There’s probably no harm in sending 4-year-olds to school if they’re not learning at home — but it’s not the miracle cure for disadvantaged children with overwhelmed mothers that advocates claim. And we should be asking basic questions like: Is it even humane to send handicapped 4-year-olds to a pre-school that’s further than family walking distance?

A real progressive would say it’s time to start getting better results with the money we already spend.

The same is true for the rest of the city’s anti-poverty initiatives: Spending more won’t fix things.

This year, the city will spend $10 billion on "social services" (mostly Medicaid and welfare), $3 billion on children’s services, $1 billion on homeless services, and $390 million on youth services.

That’s about $14.4 billion to "fight" poverty — 22 percent higher, after inflation, than when Bloomberg took office.

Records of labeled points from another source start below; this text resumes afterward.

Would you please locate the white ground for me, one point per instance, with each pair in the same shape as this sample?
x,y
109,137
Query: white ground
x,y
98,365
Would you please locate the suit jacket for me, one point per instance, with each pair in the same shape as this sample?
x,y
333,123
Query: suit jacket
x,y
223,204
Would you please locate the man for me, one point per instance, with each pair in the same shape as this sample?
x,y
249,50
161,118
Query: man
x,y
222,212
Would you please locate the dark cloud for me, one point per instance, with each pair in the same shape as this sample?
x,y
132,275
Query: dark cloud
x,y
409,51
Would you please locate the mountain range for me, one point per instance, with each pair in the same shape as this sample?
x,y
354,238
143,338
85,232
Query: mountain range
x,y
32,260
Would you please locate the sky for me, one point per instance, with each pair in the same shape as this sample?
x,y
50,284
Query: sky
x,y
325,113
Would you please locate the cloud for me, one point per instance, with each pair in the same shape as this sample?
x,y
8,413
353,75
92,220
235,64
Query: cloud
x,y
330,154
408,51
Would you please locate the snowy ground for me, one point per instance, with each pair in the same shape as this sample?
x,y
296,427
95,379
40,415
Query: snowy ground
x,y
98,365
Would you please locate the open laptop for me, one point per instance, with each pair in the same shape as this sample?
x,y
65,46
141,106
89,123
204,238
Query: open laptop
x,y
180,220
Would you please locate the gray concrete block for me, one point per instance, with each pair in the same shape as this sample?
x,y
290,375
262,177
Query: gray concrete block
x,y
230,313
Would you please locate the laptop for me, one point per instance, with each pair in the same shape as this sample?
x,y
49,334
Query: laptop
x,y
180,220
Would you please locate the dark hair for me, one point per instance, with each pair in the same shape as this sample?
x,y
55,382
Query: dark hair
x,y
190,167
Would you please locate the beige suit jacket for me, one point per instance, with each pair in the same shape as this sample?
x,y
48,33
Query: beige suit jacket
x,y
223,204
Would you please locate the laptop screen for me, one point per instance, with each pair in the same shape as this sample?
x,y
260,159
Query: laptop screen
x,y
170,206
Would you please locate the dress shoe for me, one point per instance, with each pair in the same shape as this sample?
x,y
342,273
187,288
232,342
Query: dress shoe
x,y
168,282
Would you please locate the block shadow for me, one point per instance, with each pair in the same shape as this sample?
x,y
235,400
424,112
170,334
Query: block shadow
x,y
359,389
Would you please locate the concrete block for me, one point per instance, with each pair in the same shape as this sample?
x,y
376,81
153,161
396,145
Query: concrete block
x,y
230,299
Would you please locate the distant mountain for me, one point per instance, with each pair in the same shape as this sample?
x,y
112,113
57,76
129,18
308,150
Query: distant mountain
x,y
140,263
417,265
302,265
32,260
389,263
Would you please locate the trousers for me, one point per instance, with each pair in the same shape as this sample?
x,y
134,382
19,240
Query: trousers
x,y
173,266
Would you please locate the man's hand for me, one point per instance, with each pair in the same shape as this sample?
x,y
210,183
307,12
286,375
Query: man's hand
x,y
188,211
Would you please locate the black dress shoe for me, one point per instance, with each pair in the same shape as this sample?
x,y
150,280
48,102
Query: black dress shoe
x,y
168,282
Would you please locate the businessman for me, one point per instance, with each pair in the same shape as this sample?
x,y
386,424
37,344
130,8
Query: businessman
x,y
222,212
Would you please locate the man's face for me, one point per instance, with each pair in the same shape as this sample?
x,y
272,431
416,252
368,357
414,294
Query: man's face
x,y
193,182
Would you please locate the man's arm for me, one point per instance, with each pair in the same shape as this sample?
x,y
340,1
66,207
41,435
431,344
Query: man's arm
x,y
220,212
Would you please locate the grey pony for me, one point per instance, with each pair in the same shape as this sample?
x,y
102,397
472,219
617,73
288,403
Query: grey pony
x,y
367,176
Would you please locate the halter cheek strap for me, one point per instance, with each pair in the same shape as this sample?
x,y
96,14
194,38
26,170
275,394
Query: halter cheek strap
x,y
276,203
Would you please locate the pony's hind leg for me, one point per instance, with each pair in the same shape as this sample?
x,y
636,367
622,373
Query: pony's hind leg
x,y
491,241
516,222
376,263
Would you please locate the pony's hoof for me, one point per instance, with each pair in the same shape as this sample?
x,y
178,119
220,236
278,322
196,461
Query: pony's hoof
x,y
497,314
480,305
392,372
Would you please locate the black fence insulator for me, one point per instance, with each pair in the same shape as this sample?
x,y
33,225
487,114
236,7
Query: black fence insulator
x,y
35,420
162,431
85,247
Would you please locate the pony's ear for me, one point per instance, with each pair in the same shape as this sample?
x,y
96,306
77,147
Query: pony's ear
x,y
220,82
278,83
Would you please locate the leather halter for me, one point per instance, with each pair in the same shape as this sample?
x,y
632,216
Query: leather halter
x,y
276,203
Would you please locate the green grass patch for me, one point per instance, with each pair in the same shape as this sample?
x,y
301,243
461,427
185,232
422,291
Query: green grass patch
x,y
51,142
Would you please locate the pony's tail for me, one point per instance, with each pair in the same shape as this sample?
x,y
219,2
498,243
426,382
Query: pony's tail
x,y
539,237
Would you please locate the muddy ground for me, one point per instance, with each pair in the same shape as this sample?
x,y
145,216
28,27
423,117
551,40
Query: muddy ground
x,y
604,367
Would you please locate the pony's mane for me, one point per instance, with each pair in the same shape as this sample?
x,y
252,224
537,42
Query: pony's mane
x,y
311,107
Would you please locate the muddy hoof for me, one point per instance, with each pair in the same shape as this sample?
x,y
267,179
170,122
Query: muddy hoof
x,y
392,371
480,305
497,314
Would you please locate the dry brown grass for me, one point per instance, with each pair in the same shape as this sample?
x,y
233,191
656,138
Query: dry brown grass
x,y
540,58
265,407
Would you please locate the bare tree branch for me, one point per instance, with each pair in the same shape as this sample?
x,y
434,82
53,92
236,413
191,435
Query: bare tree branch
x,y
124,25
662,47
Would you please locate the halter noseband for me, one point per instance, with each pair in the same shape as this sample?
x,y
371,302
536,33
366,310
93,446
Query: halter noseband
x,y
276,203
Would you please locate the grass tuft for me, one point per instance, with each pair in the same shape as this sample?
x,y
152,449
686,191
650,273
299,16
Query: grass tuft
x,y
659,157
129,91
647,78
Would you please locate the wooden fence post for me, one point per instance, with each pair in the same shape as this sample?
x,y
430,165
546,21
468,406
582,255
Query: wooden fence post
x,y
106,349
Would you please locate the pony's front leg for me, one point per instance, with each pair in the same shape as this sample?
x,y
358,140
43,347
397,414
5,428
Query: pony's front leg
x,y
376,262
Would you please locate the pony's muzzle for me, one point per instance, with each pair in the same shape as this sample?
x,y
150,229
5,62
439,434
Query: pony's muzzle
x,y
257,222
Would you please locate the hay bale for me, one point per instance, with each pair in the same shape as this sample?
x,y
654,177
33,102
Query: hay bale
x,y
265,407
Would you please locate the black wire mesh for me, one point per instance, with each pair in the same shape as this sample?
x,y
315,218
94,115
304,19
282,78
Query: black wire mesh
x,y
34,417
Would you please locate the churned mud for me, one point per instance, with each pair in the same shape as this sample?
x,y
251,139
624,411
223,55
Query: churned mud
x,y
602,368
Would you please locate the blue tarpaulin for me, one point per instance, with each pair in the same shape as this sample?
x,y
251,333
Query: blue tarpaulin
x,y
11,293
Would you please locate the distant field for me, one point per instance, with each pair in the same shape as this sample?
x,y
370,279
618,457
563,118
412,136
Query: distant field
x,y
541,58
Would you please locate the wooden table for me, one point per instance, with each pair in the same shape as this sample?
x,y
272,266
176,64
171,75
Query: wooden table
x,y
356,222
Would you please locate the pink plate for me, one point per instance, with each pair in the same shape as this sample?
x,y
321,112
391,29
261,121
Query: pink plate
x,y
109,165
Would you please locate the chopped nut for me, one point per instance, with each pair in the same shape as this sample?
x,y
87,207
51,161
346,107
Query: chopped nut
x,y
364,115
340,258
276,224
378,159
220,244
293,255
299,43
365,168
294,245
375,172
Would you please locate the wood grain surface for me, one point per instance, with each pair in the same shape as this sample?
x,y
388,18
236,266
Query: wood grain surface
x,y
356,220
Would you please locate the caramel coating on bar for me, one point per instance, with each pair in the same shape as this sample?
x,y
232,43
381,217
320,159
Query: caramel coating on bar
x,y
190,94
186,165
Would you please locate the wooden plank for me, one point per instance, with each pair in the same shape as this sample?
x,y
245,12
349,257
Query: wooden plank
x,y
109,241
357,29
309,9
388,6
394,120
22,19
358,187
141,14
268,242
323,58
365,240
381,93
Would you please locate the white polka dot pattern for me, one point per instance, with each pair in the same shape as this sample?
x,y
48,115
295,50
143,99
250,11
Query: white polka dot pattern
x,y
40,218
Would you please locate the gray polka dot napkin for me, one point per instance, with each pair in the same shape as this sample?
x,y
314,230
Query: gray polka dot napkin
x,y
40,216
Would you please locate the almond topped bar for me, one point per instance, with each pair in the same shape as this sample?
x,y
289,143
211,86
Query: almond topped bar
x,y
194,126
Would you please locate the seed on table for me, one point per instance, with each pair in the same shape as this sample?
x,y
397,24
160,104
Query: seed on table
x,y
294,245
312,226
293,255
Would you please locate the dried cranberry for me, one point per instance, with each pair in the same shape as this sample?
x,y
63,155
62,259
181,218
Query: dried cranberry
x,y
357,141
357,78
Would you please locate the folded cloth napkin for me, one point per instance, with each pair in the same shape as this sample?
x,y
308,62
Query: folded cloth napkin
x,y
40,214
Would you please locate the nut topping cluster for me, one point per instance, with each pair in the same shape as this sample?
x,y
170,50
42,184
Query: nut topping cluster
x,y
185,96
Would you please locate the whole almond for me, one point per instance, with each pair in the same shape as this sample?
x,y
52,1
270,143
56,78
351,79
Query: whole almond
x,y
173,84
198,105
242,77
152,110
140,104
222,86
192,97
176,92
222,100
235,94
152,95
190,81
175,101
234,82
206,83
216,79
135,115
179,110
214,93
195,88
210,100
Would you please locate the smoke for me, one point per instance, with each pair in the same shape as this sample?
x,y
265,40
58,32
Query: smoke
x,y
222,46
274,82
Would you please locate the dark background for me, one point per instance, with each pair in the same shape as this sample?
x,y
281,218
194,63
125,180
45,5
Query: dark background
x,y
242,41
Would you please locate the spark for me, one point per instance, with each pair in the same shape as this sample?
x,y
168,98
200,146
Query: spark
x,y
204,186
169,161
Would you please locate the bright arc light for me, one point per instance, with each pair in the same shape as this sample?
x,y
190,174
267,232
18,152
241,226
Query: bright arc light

If New York City were to instead hand this local, state and federal cash to poor people, it could give the poorest 20 percent of its residents — roughly those who fall within poverty level — $8,600 each.

These figures don’t even include public housing.

Public-housing tenants don’t seem to realize that this asset — the right to live in a New York apartment for an average $436 a month indefinitely — is worth a good $30,000 a year in pre-tax cash income. As a single one-time payment, it’d be worth at least half a million.

Once you give an able-bodied, able-minded person an apartment, that person isn’t poor anymore.

If de Blasio were a true progressive — and a brave one — he’d say that New York needs to rethink how it spends its anti-poverty money. Our costs for health care and homeless services are way too high, partly because of coziness and corruption on the part of politically connected contractors.

But you can’t entirely blame de Blasio. His main opponent, Republican Joe Lhota, should be making an anti-poverty case — saying that it’s immoral to use the poor as an excuse to spend even more money on the same old special interests.

The best anti-poverty program is good policing, which keep people trapped in poor neighborhoods safer.

After that, the city’s mass-transit system lets poor people get to work — and to the city’s public libraries and parks — without having to spend $700 a month or more for a car and insurance.

Exam high schools like Stuyvesant, too, give motivated poor kids a way out — yet de Blasio would dilute the standards for these schools, making this valuable free education worth less.

The real poverty in this campaign is the poverty of fresh ideas.